October 11 is World Vision Day and it is no coincidence that it is celebrated just after World Mental Health Day (October 10), that is why we publish this article that aims to relate the field of vision and mental illnesses, a relationship that we know, as a result of the latest research, is much closer than it seemed until recently.

vision disorders

World vision day

From Área Oftalmológica Avanzada, we want to raise awareness of the need to perform regular vision checks, especially when there is a family history of serious eye diseases. In previous articles we have emphasized that many pathologies with irreversible loss of vision, have a genetic basis that we can know through genetic analysis or reveal in a complete revision of the visual apparatus. Therefore we recommend revisions from the third year of life, each 2 years in ages less than the 40 years and each year above the 40 years.

Together with this basically ophthalmological recommendation, we wanted to highlight the role that vision plays in “mental” disorders. In previous articles we have seen how vision can be altered in mental disorders, even before other more obvious signs and symptoms appear.

At school age, learning disorders such as dyslexia, attention disorders or social maladjustment syndromes, can manifest an alteration in the dynamic vision, easy to demonstrate by the ophthalmologist or the optometrist accustomed to this type of explorations. The detection of these problems is key to start a diagnosis that must be confirmed by the psychologist or child psychiatrist, we can even collaborate with these specialists in the treatment of the process, through therapies with visual stimuli aimed at improving attentional factors.
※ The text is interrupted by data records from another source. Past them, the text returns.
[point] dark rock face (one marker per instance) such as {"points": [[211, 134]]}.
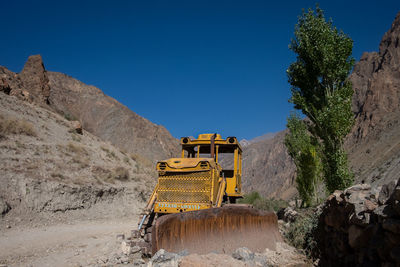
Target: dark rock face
{"points": [[357, 229], [374, 142]]}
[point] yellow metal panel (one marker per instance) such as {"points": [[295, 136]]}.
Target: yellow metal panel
{"points": [[175, 207]]}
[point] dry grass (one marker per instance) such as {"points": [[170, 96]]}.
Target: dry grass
{"points": [[16, 126]]}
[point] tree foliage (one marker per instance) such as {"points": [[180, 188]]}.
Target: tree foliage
{"points": [[303, 148], [321, 90]]}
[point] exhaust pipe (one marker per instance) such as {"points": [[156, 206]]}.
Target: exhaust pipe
{"points": [[212, 148]]}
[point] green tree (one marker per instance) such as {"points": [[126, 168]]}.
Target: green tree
{"points": [[303, 148], [321, 90]]}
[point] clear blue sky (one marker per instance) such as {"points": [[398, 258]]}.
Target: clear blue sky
{"points": [[192, 66]]}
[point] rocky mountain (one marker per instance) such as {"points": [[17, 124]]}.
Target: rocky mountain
{"points": [[374, 142], [268, 169], [51, 169], [97, 112]]}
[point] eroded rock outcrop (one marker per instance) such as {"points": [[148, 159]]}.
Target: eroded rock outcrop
{"points": [[35, 80], [360, 226]]}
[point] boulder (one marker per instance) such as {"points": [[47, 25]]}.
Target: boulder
{"points": [[4, 207], [35, 80], [243, 254]]}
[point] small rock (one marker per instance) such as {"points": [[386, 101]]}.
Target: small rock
{"points": [[369, 205], [126, 247], [4, 207], [77, 127], [386, 191], [243, 254], [289, 215], [165, 258], [139, 262], [120, 237]]}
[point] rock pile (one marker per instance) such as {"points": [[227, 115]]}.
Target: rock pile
{"points": [[361, 226]]}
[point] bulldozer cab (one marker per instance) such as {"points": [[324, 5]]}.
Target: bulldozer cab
{"points": [[186, 211], [214, 147]]}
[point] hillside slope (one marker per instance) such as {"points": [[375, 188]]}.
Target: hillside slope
{"points": [[98, 113], [49, 171], [374, 142]]}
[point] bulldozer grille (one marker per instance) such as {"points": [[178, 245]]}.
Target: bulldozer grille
{"points": [[185, 187]]}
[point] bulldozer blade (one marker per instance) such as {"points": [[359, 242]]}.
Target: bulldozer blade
{"points": [[219, 230]]}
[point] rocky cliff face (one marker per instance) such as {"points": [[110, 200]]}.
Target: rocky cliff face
{"points": [[373, 144], [360, 226], [97, 112]]}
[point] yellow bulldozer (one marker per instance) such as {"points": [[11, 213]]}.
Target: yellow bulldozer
{"points": [[193, 206]]}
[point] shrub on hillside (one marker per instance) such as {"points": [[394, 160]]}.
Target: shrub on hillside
{"points": [[300, 232]]}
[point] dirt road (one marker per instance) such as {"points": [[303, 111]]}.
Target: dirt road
{"points": [[78, 244]]}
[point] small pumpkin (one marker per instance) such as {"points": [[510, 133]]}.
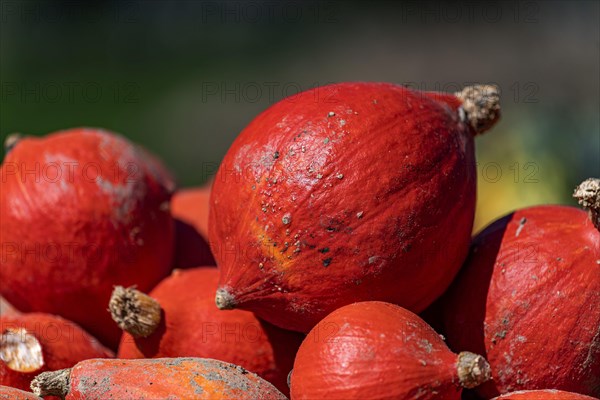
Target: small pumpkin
{"points": [[160, 378], [529, 299], [33, 343], [549, 394], [376, 350], [365, 193], [189, 208], [179, 318], [10, 393], [82, 210]]}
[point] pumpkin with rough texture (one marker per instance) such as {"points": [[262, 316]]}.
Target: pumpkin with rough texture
{"points": [[376, 350], [10, 393], [179, 318], [82, 210], [33, 343], [528, 298], [189, 208], [160, 378], [346, 193], [549, 394]]}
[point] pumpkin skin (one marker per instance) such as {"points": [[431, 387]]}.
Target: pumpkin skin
{"points": [[189, 208], [96, 215], [341, 194], [192, 326], [6, 308], [10, 393], [543, 395], [526, 272], [162, 378], [376, 350], [62, 343]]}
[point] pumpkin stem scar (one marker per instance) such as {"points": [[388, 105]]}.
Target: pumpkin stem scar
{"points": [[481, 106], [53, 383], [224, 300], [588, 195], [134, 312], [473, 370]]}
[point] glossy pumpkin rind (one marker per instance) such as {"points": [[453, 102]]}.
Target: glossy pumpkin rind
{"points": [[345, 193], [63, 344], [186, 378], [543, 395], [190, 208], [192, 326], [82, 210], [375, 350], [528, 299]]}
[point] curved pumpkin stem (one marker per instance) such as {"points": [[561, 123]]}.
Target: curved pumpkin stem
{"points": [[134, 312], [473, 370], [480, 106], [53, 383], [588, 195]]}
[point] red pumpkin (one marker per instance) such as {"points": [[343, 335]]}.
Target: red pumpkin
{"points": [[183, 320], [82, 210], [376, 350], [543, 395], [528, 299], [6, 308], [33, 343], [189, 207], [9, 393], [180, 378], [345, 193]]}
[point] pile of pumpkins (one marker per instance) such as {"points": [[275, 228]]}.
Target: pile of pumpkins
{"points": [[330, 257]]}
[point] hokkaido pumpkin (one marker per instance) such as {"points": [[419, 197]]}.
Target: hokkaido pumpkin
{"points": [[33, 343], [549, 394], [189, 208], [10, 393], [346, 193], [82, 210], [528, 298], [160, 378], [376, 350], [179, 318]]}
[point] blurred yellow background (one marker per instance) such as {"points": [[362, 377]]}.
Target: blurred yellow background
{"points": [[183, 78]]}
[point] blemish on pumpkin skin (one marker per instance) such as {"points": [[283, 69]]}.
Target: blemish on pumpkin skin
{"points": [[522, 223]]}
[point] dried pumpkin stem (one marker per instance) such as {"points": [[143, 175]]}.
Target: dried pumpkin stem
{"points": [[588, 195], [481, 106], [473, 370], [11, 140], [224, 299], [135, 312], [53, 383]]}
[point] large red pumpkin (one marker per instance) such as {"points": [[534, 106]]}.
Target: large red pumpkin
{"points": [[161, 378], [81, 211], [33, 343], [375, 350], [528, 299], [180, 319], [349, 192]]}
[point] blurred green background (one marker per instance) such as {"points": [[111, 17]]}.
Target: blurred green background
{"points": [[183, 78]]}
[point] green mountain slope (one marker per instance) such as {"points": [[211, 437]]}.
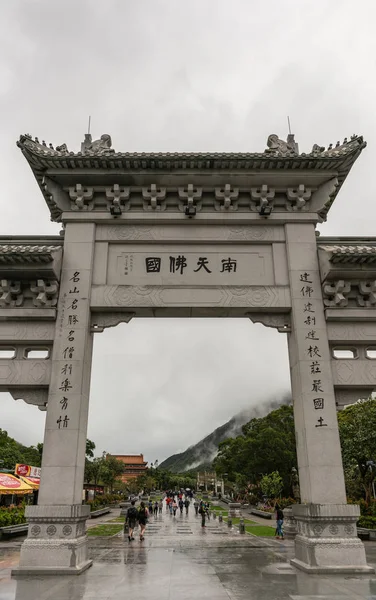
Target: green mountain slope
{"points": [[201, 455]]}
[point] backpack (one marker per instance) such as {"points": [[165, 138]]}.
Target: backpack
{"points": [[132, 513], [142, 512]]}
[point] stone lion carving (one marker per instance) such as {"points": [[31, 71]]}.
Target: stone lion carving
{"points": [[99, 146], [279, 147]]}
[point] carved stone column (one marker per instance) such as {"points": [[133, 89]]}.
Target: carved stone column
{"points": [[56, 541], [326, 540]]}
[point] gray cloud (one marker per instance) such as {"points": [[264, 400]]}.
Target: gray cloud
{"points": [[169, 76]]}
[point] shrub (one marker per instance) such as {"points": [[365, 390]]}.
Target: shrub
{"points": [[367, 522], [12, 516]]}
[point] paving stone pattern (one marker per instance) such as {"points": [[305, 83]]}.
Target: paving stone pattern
{"points": [[178, 560]]}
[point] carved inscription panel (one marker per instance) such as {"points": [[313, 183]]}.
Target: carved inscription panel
{"points": [[194, 265]]}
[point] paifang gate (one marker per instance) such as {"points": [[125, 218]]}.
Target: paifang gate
{"points": [[189, 235]]}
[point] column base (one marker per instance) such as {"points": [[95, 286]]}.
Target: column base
{"points": [[56, 542], [327, 539]]}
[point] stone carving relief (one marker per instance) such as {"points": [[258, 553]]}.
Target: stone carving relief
{"points": [[100, 321], [190, 197], [262, 196], [278, 147], [101, 146], [367, 293], [35, 530], [154, 198], [282, 322], [142, 296], [161, 232], [298, 197], [67, 530], [36, 396], [226, 198], [118, 196], [336, 294], [81, 197], [10, 293], [51, 530], [45, 293]]}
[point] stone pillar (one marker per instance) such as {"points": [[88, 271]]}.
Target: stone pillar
{"points": [[57, 541], [326, 540]]}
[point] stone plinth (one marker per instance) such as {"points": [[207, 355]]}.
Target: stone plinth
{"points": [[234, 509], [289, 523], [327, 540], [56, 542]]}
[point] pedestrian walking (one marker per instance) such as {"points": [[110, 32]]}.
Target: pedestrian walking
{"points": [[186, 504], [131, 520], [196, 505], [174, 507], [280, 516], [202, 512], [142, 518]]}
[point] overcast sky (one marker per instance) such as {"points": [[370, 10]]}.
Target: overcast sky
{"points": [[168, 75]]}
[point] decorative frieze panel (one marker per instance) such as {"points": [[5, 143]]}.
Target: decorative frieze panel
{"points": [[81, 197], [154, 198], [226, 198], [262, 197], [190, 197], [10, 293], [118, 196], [298, 197], [45, 293], [354, 293]]}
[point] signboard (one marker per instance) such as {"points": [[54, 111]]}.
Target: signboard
{"points": [[27, 471], [10, 482]]}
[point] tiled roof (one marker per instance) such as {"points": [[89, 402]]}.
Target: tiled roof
{"points": [[13, 254], [351, 254], [42, 158]]}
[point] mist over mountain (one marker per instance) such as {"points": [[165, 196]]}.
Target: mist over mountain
{"points": [[200, 455]]}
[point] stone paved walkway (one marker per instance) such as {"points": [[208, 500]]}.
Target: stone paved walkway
{"points": [[178, 561]]}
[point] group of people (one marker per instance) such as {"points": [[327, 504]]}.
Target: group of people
{"points": [[177, 501], [173, 502]]}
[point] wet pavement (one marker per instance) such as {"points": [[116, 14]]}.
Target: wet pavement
{"points": [[178, 560]]}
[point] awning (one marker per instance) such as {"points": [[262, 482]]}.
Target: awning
{"points": [[9, 484], [33, 481]]}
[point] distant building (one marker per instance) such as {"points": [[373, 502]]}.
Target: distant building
{"points": [[207, 480], [134, 465]]}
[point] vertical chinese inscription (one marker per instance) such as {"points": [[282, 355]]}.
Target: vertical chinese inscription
{"points": [[312, 349]]}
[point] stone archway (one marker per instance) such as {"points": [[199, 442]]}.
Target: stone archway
{"points": [[190, 235]]}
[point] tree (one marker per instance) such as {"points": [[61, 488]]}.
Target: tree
{"points": [[357, 427], [272, 485], [267, 444], [90, 447]]}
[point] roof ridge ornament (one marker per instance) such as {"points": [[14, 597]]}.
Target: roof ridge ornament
{"points": [[278, 147], [101, 146]]}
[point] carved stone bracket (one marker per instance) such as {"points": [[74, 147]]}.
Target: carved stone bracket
{"points": [[263, 197], [36, 396], [336, 294], [10, 293], [190, 196], [45, 293], [100, 321], [81, 197], [298, 197], [154, 198], [226, 198], [281, 322], [118, 196], [367, 296]]}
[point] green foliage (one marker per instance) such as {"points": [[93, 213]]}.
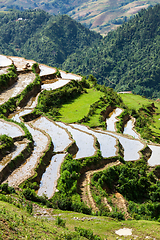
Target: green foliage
{"points": [[87, 233], [140, 187], [50, 101], [6, 78], [126, 59], [50, 39], [6, 143], [5, 189], [60, 222]]}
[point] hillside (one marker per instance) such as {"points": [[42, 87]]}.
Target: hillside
{"points": [[42, 37], [101, 16], [74, 155], [126, 59]]}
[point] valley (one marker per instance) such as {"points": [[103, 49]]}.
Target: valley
{"points": [[55, 154]]}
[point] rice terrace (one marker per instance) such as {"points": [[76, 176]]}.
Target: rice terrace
{"points": [[77, 159]]}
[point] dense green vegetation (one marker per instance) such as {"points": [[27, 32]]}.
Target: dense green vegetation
{"points": [[82, 101], [136, 183], [6, 79], [146, 113], [126, 59], [6, 143], [97, 15], [45, 38]]}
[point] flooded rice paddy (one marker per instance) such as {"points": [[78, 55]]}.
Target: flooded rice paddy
{"points": [[111, 121], [49, 178], [155, 156], [107, 142], [128, 129], [19, 147], [85, 142], [131, 147], [10, 129], [26, 170]]}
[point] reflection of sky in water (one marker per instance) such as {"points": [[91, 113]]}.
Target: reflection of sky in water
{"points": [[25, 171], [112, 120], [48, 181], [128, 129], [12, 155], [155, 157], [59, 136], [84, 141], [107, 143]]}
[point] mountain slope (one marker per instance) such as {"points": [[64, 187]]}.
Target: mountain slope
{"points": [[42, 37], [126, 59], [101, 16]]}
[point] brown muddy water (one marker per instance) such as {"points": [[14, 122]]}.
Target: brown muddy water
{"points": [[59, 136], [19, 147], [128, 129], [84, 141], [17, 87], [107, 142], [49, 179], [10, 129], [111, 121], [26, 170], [131, 146]]}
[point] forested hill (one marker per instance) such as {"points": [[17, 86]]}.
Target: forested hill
{"points": [[126, 59], [37, 35]]}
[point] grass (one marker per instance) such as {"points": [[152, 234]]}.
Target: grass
{"points": [[78, 108], [16, 223], [137, 101]]}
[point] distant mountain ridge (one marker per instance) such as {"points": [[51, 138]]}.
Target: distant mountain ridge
{"points": [[99, 15], [35, 34]]}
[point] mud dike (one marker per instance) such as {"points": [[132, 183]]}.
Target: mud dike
{"points": [[51, 140]]}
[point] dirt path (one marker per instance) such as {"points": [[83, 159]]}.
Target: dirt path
{"points": [[121, 204], [86, 194], [18, 87]]}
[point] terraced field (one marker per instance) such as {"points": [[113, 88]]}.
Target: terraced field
{"points": [[38, 154]]}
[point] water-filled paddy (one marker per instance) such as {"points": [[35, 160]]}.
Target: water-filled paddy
{"points": [[107, 143], [48, 181], [84, 141], [10, 129], [155, 157], [111, 121], [128, 129], [59, 136], [26, 170], [19, 147], [131, 147]]}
In adults, the importance of vision in disorders of senile dementia and especially in Alzheimer's has been mentioned, both in the diagnosis and in its evolution. The cognitive deterioration of these patients usually affects areas related to vision, its study by ophthalmologists and specialized optometrists, can help to locate the affected brain regions and at the same time, through specific therapy, help stimulation and delay in the evolution of the disease.

With regard to Alzheimer's, the most significant in relation to vision is the evidence that the course of the disease depends to a large extent on the visual conditions of the patients. Those individuals who have good vision have fewer problems of orientation, better conditions to perform cognitive therapies and find it easier to establish social relationships with other people while the affections of visual disturbances or simply poor vision, for something as simple as using old glasses with a graduation that is no longer correct, is a very important handicap for the evolution of Alzheimer's, in these cases the evolution of the disease is much faster.

On World Vision Day, we want to insist on this need to review vision, both to treat and prevent ophthalmological problems and in other situations where the relationship with vision is not so apparent, as is the case of mental disorders. Vision is a basic element to relate to the outside world, so it is essential to maintain the visual apparatus in the best possible conditions and that is achieved with periodic reviews to the ophthalmologist.